A ministry of transportation representative said the sweeping on Highway 18 will continue “for as long as possible”, and the speed limit has been reduced to 80 km/hour. Passing is not permitted either.
The government acknowledged that it inspected the seal coating project as it progressed and signed off on it after a final inspection.
A claims office for vehicles damaged by rocks on the highway has opened in North Cowichan, and Mike Long from the Ministry of Transportation insisted the office would be properly staffed.
“Rest assured, we’ll have something set up properly,” he said. “People should realize, though, that this isn’t a place to go to get a cheque cut.”
25 years ago:
The Town of Lake Cowichan has voted to oppose the opening of a beer and wine story in the Riverside Inn.
Councillors were evenly split on the issue, however, Mayor Earle Darling cast a deciding vote against the business.
Council will now send a letter to the manager of the Liquor Licensing Branch voicing is opposition.
Coun. Jean Brown introduced the motion in support of Mothers Against Drunk Driving (MADD), which submitted a letter and petition (with 68 signatures) opposing the store’s creation.

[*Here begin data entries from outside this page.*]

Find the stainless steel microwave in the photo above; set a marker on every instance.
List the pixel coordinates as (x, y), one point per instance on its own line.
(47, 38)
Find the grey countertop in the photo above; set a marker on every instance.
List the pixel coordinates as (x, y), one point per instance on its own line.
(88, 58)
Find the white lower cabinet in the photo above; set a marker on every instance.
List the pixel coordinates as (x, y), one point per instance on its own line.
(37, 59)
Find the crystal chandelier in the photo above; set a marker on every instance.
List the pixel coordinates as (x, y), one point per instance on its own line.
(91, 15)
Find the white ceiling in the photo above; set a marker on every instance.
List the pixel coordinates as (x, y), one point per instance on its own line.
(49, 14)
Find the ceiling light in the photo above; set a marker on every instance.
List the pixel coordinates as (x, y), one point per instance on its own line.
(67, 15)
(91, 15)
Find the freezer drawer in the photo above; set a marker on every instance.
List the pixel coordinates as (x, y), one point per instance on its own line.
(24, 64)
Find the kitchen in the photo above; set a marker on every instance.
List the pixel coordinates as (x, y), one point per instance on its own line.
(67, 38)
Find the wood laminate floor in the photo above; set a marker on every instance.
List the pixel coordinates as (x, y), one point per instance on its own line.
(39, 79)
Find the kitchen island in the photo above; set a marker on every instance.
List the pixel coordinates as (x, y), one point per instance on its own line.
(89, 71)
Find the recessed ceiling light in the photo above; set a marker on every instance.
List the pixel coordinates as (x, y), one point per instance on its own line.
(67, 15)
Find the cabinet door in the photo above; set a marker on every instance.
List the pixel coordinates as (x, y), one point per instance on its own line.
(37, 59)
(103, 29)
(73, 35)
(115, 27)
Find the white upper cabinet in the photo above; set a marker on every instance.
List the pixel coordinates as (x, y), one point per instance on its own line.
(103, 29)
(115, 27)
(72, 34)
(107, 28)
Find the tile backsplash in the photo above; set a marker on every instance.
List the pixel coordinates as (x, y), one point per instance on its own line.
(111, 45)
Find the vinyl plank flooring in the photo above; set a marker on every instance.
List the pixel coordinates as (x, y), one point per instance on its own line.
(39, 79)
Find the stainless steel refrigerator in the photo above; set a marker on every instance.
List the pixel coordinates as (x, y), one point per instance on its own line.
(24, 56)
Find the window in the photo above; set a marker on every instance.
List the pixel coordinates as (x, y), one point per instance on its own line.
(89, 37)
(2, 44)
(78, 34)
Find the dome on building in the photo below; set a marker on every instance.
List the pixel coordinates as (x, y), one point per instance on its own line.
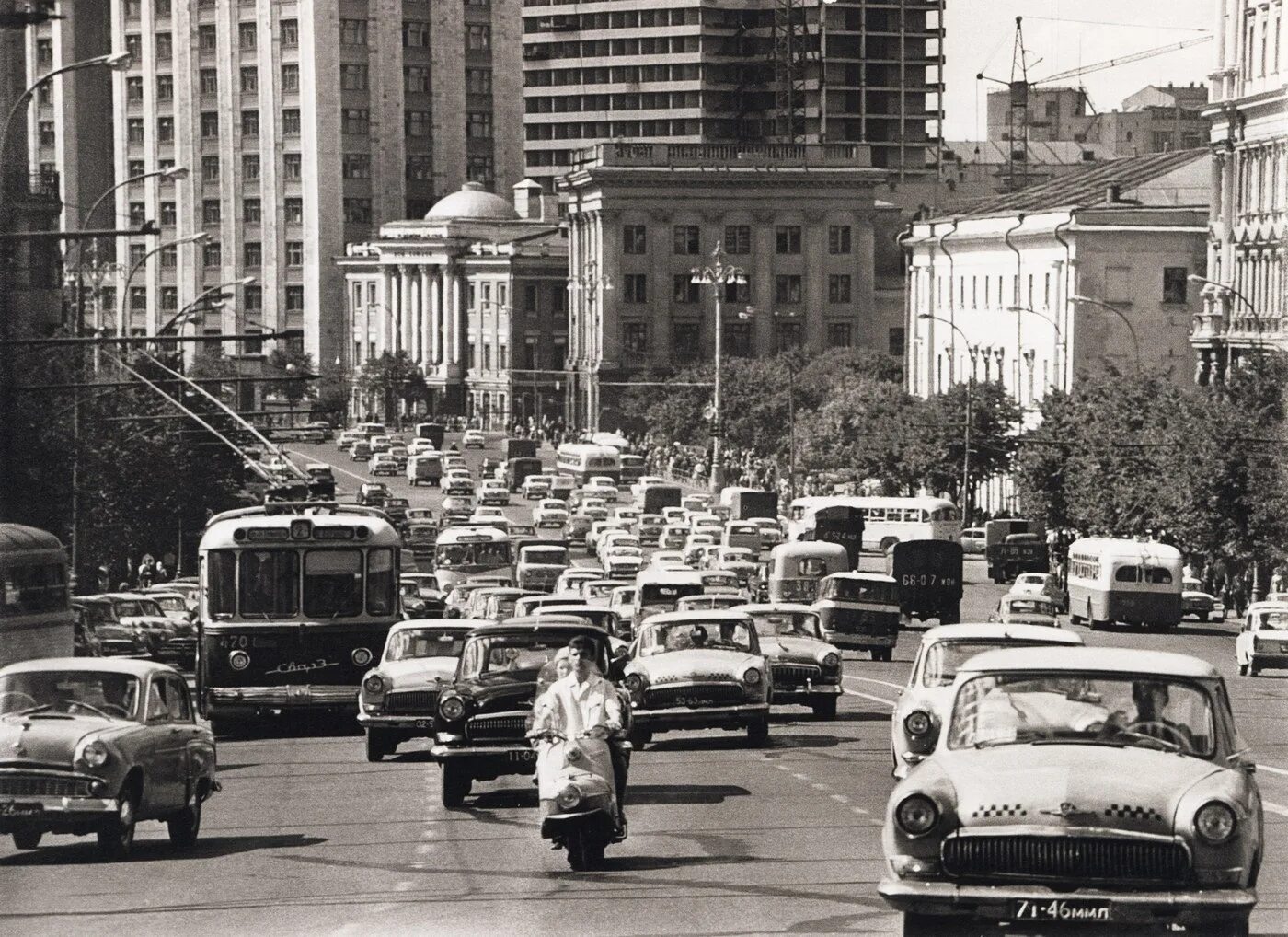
(472, 203)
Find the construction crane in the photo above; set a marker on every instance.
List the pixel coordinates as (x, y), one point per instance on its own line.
(1019, 86)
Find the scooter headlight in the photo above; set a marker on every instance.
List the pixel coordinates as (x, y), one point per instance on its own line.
(569, 798)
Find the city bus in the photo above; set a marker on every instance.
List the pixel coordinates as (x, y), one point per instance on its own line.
(886, 521)
(295, 602)
(35, 608)
(580, 460)
(1124, 580)
(467, 550)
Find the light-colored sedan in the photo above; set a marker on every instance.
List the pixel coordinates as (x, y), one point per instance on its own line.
(1081, 785)
(924, 701)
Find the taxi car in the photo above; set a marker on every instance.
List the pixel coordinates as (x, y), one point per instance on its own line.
(804, 666)
(1027, 608)
(1090, 786)
(399, 695)
(924, 702)
(485, 714)
(698, 670)
(1262, 641)
(94, 746)
(1198, 602)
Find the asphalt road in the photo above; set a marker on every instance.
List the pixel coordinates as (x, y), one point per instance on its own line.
(306, 837)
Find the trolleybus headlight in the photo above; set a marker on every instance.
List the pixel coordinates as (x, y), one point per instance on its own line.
(1214, 823)
(916, 723)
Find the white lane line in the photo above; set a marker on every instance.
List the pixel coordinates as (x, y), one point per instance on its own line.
(868, 696)
(869, 679)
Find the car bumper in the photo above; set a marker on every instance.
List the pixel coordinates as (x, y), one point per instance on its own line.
(706, 717)
(992, 901)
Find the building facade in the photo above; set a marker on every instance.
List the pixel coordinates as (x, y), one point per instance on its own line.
(1246, 298)
(800, 221)
(1058, 281)
(705, 71)
(476, 294)
(302, 125)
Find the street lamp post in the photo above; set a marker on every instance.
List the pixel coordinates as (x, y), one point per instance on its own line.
(717, 274)
(1118, 312)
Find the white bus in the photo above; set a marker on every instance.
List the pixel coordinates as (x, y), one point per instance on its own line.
(581, 460)
(886, 521)
(1124, 580)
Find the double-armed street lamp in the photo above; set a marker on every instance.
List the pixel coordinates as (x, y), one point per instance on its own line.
(718, 274)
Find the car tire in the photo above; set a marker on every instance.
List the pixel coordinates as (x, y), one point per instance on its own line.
(824, 708)
(184, 825)
(456, 785)
(116, 837)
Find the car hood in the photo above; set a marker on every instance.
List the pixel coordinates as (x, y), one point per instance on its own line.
(1060, 785)
(419, 673)
(786, 647)
(51, 739)
(676, 666)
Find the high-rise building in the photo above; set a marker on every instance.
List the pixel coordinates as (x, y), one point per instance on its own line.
(759, 71)
(303, 125)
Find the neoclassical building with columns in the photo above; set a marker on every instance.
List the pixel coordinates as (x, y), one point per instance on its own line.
(476, 294)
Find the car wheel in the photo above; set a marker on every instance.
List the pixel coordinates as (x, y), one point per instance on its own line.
(823, 707)
(28, 839)
(184, 825)
(116, 837)
(456, 785)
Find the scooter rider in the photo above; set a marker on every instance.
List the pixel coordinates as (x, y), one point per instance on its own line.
(585, 704)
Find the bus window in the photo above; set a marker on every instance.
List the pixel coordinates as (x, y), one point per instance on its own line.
(270, 583)
(382, 593)
(222, 583)
(332, 584)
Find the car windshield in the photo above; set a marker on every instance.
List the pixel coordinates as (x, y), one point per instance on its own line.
(70, 691)
(781, 624)
(689, 636)
(1082, 708)
(425, 642)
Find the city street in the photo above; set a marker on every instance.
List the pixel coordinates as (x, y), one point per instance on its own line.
(306, 837)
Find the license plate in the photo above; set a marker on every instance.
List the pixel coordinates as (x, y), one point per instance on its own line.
(1058, 908)
(17, 808)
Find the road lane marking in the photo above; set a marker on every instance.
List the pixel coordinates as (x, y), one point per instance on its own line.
(869, 679)
(868, 696)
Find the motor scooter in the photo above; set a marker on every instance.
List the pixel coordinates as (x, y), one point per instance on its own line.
(582, 815)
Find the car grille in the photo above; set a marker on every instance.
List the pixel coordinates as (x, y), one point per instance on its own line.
(796, 673)
(412, 701)
(496, 727)
(711, 695)
(42, 786)
(1064, 859)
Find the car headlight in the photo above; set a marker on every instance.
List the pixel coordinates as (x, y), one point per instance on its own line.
(94, 754)
(916, 723)
(453, 708)
(916, 815)
(1214, 823)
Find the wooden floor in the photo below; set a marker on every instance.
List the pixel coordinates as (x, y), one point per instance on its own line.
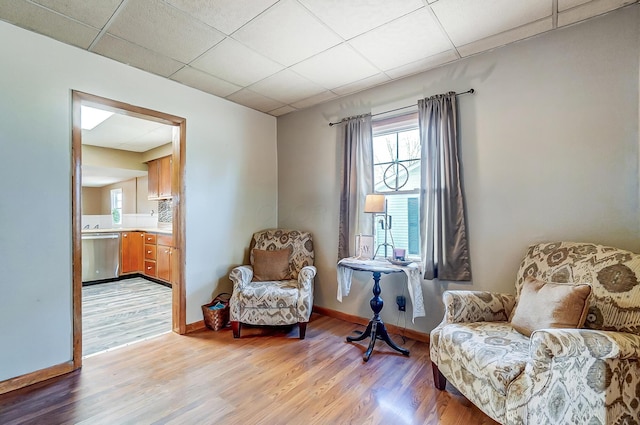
(123, 312)
(266, 377)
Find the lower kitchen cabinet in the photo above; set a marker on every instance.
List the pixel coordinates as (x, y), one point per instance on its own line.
(151, 254)
(164, 258)
(132, 254)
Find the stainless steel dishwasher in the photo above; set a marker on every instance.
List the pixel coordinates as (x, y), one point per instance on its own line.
(100, 256)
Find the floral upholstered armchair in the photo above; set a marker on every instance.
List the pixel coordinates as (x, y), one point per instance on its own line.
(277, 288)
(585, 371)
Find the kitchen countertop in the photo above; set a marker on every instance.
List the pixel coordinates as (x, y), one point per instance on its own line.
(161, 230)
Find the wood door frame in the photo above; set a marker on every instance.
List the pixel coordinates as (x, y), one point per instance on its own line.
(177, 191)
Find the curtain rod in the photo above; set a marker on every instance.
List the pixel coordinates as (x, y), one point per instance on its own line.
(331, 124)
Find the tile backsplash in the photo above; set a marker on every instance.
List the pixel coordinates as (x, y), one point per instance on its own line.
(165, 211)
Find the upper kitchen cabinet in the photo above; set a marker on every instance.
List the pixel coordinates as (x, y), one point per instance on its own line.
(160, 178)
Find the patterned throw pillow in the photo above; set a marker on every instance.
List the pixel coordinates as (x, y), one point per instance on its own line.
(271, 265)
(544, 305)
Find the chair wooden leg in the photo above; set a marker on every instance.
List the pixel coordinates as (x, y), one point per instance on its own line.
(235, 328)
(438, 378)
(303, 329)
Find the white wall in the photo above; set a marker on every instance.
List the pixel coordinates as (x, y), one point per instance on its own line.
(231, 186)
(549, 148)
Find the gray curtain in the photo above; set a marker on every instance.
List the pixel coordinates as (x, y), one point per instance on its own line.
(357, 182)
(443, 230)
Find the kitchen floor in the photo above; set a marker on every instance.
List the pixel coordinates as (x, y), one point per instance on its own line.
(119, 313)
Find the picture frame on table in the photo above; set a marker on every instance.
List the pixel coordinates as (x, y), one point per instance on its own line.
(364, 247)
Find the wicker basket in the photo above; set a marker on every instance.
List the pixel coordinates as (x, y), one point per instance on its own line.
(217, 319)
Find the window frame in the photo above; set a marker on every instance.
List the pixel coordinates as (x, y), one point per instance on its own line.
(384, 127)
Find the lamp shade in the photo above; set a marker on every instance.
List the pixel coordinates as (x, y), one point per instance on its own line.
(374, 203)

“I believe we have enough liquor outlets,” said Brown. “I would like to see council take a stand and send a letter to the Licensing Branch, saying it supports these people.”
Coun. Leon Portelance, who opposed the motion, said “prohibition does not solve problems. Education does… It’s better to leave it up to the citizens to make the decision.”
MADD’s letter was mostly signed by people living within the vicinity of the Riverside. The letter alleges that the roads in that area are “constantly used by drinking drivers when they feel like dragging.”
The Lake News reports there are currently six liquor outlets within approximately one kilometre of the Riverside.
40 years ago:
A traffic barricade has been installed at Lake Cowichan Secondary School with the aim of stopping the town’s young, heavy-footed motorists from blasting out of the parking lot and onto South Shore Road.
The Lake News reported: “The parking lot has long been the spot where local youths congregated in their cars to shoot the breeze, smoke, drink refreshments and ogle the ladies. All that came to a halt when the barricades were put in.”
Chipper trucks coming around the bend with low visibility have made it a dangerous intersection already, with school bus and pedestrian traffic in addition to the joyriders.
School district traffic supervisor Ernie Towle said the local police were concerned “about these young fellows in their cars coming out of there three abreast.”
Dave Ahlers, a resident near the school, said the barricade was long overdue citing many “near tragedies” in the area.